Como el presidio a veces hay que pasarle balance a cobrar. Cobro mis pezuñas de ternera, higienizo la celda hasta la brillantez. Dentro de las bellas cajas llenas de polvo, tapizadas con risas de Apolo, me topo con los casi retratos de mis antepasados. Rogué no abrirlas antes de mi nacimiento y las he de tapiar con mis óvulos para que no despierte, para que muera definitivamente con su endemoniado rostro de duende. Dos malditas tardes sumergida en el vacío, en algo tan lleno de sombras y nada. Ya para qué los tours de moléculas, ya para qué pensar en Aparicio.


La blusa negra la incorporé al museo de lo huesos. Tiemblo y Alfonsina sale del mar surfeando en espumas a mostrarme. Dice que ponga mi oído al hueco. Obedezco por poesía. No por réplica. Oigo a Aparicio sin lengua como un andrajoso mendigo lamiéndose el rostro ahuecado, chasquear de susurros, lamentos, chapuceos de lengüetazos, miseria de un hombre atravesado.

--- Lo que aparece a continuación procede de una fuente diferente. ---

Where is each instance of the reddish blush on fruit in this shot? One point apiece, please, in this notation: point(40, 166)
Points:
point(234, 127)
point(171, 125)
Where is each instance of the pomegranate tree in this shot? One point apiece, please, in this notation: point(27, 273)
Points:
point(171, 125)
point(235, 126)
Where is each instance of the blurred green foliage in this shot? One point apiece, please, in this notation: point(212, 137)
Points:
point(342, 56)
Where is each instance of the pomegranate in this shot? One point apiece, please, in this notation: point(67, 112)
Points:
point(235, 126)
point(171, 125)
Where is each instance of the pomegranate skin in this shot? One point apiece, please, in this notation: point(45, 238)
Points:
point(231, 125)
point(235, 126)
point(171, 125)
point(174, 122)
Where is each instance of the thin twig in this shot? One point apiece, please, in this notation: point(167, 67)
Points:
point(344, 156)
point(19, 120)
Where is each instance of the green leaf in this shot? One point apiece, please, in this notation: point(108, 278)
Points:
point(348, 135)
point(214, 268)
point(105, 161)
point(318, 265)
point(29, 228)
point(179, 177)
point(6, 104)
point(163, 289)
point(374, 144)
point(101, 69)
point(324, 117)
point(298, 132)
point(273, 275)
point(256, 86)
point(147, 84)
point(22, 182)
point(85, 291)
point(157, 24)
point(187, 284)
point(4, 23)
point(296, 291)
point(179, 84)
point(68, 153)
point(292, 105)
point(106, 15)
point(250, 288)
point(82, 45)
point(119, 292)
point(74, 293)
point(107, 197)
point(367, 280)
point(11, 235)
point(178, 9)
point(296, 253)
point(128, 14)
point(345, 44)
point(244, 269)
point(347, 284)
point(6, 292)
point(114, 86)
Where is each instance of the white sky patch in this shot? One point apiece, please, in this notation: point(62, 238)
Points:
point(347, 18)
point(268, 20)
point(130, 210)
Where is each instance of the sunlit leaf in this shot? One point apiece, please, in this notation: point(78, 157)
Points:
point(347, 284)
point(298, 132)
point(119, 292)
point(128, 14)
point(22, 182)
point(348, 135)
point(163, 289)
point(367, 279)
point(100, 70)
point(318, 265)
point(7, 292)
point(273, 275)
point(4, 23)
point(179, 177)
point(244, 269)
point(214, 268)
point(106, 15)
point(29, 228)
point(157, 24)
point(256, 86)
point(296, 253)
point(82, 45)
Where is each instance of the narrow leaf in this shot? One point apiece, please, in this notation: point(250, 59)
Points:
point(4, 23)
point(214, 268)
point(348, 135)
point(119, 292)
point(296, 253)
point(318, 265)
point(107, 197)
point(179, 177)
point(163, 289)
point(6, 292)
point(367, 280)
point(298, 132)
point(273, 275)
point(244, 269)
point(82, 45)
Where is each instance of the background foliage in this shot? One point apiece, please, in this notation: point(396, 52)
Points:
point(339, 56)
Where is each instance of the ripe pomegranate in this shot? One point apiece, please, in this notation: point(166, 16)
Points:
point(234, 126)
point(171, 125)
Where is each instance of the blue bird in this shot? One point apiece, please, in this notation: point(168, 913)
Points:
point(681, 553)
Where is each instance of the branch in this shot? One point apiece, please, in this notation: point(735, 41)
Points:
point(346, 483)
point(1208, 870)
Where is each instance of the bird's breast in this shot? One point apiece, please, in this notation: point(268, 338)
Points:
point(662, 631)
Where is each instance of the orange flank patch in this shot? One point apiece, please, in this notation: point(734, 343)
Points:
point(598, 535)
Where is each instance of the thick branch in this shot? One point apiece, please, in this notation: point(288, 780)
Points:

Ese gusano infecto penetra y hace eso en mi oído, lo babea, recorre cada recodo, ablanda los residuos. Tengo cosquilleos, acabo de comentarlo frente a mi espejo, desnuda, y la suicida con semblante de sufrimiento me dice que deje y muera. Suicidar salivas. Bello Apocalipsis. Aun no es tiempo, grito. Aun no es tiempo de ir a la playa a recoger las migajas del sexo. No ver las locuras de mis venidas. Tiemblo así y Alfonsina remata el poema.